Zeker in dat laatste aspect ligt Lehanes kracht: moeiteloos trekt hij je als lezer zijn schrijven in. In verband met Mystic River schreef Jan van Mersbergen: ‘Lehane neemt een tussenpositie in. Hij zet in op spanning maar maakt ook volwaardige karakters en schrijft beter dan heel veel literaire romanschrijvers: duidelijk, puntig, krachtig.’ Die woorden had hij ook zo kunnen gebruiken voor Shutter Island. Dit is in eerste plaats een spannend boek, met een typische whodunnit-vraag als leidraad en aanleiding voor het verhaal: er is een meisje verdwenen op het Shutter Island, een psychiatrisch patiënte – hoe kan dat, waar is ze? Er worden twee agenten op de zaak gezet, waaronder hoofdpersonage Teddy Daniels. Die begint keurig met zijn onderzoek, hij ondervraagt betrokkenen, hij bezoekt de ruimte waarin ze voor het laatst gezien werd, enzovoorts. Spannend, weliswaar niet op een bloederige manier en zonder achtervolgingen of vechtpartijen, maar spannend is het zeker – zelfs als je (zoals ik, door die Scorsese-film) al weet dat de aandacht gedurende de thriller meer en meer verschuift naar Teddy’s karakter.

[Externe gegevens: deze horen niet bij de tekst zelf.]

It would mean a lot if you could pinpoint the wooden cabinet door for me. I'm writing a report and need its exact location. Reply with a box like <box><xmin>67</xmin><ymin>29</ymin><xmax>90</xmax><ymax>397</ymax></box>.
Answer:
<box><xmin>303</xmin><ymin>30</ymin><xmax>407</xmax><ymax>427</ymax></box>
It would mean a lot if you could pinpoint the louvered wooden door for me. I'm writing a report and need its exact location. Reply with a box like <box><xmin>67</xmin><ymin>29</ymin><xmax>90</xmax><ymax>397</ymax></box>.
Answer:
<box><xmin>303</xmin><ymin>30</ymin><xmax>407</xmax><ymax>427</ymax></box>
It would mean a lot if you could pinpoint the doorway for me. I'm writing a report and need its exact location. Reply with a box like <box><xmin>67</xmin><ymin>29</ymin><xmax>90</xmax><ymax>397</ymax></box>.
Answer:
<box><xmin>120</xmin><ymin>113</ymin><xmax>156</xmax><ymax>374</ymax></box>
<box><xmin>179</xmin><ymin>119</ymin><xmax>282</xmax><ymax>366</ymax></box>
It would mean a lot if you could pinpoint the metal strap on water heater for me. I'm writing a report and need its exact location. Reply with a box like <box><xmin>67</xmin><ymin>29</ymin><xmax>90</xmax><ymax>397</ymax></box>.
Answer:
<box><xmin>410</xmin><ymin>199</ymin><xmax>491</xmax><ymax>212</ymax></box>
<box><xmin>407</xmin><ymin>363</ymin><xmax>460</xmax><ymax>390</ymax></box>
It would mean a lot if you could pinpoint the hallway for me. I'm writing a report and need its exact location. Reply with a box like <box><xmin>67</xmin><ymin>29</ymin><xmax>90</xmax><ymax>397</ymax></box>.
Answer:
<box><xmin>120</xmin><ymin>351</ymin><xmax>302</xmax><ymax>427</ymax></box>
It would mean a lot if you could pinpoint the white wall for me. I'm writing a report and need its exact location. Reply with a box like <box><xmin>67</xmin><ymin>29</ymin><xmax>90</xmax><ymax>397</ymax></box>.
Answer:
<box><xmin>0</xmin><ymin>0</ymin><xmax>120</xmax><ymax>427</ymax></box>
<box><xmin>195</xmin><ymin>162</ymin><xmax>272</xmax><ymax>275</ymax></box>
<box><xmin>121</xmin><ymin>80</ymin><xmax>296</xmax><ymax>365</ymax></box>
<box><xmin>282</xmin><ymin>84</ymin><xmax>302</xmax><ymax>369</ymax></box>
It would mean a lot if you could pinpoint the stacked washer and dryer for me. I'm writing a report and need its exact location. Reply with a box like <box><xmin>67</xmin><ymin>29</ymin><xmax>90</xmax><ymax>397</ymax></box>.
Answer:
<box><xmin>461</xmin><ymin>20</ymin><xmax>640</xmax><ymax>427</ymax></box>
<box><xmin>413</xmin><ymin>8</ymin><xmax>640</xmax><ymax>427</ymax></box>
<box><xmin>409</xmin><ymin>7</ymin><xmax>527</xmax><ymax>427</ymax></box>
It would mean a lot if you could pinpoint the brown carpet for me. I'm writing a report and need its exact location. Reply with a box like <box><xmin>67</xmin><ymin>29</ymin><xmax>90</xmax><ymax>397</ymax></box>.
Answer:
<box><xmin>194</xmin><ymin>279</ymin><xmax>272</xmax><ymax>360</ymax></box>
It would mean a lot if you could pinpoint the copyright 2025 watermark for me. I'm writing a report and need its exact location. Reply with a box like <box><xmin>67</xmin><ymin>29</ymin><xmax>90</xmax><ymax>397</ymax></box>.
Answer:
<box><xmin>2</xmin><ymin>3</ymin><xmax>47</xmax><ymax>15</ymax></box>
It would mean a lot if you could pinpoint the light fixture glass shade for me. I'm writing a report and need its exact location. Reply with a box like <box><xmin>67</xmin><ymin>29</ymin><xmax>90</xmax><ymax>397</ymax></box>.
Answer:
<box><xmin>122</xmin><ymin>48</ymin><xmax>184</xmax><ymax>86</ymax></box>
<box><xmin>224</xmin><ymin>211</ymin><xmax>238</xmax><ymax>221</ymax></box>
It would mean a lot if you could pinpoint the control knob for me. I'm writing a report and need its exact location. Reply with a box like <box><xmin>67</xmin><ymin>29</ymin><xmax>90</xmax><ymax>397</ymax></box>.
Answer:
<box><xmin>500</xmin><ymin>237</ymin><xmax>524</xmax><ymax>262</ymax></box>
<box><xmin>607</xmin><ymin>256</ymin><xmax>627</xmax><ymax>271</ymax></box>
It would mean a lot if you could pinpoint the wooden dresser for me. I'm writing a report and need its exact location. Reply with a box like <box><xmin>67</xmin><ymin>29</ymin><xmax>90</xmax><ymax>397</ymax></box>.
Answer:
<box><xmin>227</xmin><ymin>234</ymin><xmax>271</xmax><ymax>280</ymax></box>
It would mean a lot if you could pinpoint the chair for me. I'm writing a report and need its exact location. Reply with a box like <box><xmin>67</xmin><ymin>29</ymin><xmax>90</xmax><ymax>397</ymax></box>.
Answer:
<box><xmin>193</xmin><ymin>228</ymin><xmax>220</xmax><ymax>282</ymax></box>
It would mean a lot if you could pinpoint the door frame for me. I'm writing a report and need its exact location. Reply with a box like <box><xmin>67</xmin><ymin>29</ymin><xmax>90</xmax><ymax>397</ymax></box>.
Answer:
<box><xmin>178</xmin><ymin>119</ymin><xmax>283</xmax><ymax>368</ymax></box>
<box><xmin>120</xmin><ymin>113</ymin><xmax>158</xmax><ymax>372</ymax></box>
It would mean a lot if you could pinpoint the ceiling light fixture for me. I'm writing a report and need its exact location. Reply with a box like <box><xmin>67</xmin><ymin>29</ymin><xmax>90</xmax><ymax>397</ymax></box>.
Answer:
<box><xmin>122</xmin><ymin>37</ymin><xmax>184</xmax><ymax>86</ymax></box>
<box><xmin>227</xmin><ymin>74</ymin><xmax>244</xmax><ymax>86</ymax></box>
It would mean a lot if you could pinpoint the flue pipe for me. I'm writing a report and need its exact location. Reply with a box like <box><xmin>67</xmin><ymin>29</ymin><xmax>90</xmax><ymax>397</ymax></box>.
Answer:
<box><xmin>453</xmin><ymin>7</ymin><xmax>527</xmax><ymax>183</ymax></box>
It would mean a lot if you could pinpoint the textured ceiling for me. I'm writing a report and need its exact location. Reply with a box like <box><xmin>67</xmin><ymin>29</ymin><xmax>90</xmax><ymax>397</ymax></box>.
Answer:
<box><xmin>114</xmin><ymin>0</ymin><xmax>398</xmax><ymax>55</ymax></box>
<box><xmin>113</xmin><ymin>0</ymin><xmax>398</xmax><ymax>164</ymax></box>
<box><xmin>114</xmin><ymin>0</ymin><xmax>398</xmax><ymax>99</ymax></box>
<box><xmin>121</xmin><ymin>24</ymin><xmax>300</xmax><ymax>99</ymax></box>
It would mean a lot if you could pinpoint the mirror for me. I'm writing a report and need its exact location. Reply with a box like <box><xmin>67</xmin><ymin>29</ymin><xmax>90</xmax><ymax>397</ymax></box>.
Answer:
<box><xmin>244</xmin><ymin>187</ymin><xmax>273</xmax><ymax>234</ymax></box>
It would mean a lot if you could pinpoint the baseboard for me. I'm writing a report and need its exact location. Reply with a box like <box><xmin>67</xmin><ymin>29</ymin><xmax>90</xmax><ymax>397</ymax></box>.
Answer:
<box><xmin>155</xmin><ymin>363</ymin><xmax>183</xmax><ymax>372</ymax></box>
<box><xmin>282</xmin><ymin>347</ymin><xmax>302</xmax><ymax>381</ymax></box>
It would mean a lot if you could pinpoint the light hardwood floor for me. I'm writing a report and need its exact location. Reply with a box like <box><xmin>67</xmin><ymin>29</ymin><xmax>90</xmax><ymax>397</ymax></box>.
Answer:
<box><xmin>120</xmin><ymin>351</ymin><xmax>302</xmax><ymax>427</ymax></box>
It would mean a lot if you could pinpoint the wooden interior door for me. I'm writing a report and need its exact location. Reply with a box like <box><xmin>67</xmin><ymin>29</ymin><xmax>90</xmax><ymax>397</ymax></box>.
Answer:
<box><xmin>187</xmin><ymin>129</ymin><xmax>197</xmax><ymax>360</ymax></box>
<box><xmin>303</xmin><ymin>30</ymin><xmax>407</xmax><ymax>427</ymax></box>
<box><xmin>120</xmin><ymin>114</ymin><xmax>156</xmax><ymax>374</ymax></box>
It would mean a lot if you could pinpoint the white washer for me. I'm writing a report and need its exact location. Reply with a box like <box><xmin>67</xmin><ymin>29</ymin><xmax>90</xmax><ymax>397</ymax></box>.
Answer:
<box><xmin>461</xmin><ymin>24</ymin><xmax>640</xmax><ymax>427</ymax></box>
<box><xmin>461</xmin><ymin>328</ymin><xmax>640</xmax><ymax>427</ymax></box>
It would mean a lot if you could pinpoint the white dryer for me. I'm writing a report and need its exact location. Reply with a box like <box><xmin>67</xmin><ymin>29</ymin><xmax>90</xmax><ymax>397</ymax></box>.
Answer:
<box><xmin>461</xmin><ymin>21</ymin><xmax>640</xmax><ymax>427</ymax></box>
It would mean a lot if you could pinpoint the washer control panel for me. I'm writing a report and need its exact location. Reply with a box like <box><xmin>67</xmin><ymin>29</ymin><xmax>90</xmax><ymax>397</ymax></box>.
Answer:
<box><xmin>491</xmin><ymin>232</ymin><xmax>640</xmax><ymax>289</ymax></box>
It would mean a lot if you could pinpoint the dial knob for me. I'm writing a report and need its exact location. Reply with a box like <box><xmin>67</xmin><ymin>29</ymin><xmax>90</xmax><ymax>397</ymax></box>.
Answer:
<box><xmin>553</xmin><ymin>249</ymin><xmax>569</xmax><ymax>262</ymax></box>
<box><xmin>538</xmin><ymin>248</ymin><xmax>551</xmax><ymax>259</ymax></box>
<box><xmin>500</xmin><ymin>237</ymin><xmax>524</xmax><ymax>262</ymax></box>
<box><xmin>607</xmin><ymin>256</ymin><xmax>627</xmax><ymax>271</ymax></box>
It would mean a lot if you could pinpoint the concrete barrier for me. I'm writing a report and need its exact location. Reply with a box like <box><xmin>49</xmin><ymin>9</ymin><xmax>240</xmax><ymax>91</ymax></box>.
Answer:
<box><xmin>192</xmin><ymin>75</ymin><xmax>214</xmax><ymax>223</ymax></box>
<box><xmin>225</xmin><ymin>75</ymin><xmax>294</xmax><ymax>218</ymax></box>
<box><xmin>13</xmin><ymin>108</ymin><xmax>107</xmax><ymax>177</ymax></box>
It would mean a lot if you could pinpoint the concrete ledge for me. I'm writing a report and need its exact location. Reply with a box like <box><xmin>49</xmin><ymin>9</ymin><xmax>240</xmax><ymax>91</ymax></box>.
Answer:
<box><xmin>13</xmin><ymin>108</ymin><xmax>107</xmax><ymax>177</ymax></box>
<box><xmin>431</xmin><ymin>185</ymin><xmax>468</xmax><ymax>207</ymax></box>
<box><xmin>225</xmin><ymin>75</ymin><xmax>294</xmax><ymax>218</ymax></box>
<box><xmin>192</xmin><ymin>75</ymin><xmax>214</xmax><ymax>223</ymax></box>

Want daarin komt Lehanes talent echt tot uiting: hoe hij ons mee kan laten gaan in zijn verwrongen hoofdpersonage. Hoe hij dat hoofdpersonage, in vaak bijzonder terloopse bijzinnetjes en uitgesponnen scènes (inclusief knappe dialogen), meer en meer uitdiept: zijn obsessieve liefde voor zijn overleden vrouw, zijn opspelende herinneringen aan zijn kinderen, zijn oorlogsverleden. Dat doet hij beeldend, gedoseerd en bijzonder overtuigend. En aan de hand daarvan slaagt hij erin Teddy’s psyche op een volstrekt geloofwaardige manier steeds meer te laten overlopen in algehele paranoia, wanhoop en angst. Gaat het dan nog om die verdwijingszaak? Gaat het om hemzelf? Of gaat het hier om die psychiatrische inrichting op Shutter Island? Bijzonder knap gedaan. Toen ik samen met mijn broer twee jaar geleden de thriller Ultimatum uitbracht, werd me weleens gevraagd welke thrillers ik nou bijzonder goed vind. Ik gaf vaak verschillende antwoorden (Grisham, Connelly), vooral omdat ik het niet precies wist. Mocht die vraag me nu weer gesteld worden, noem ik Shutter Island.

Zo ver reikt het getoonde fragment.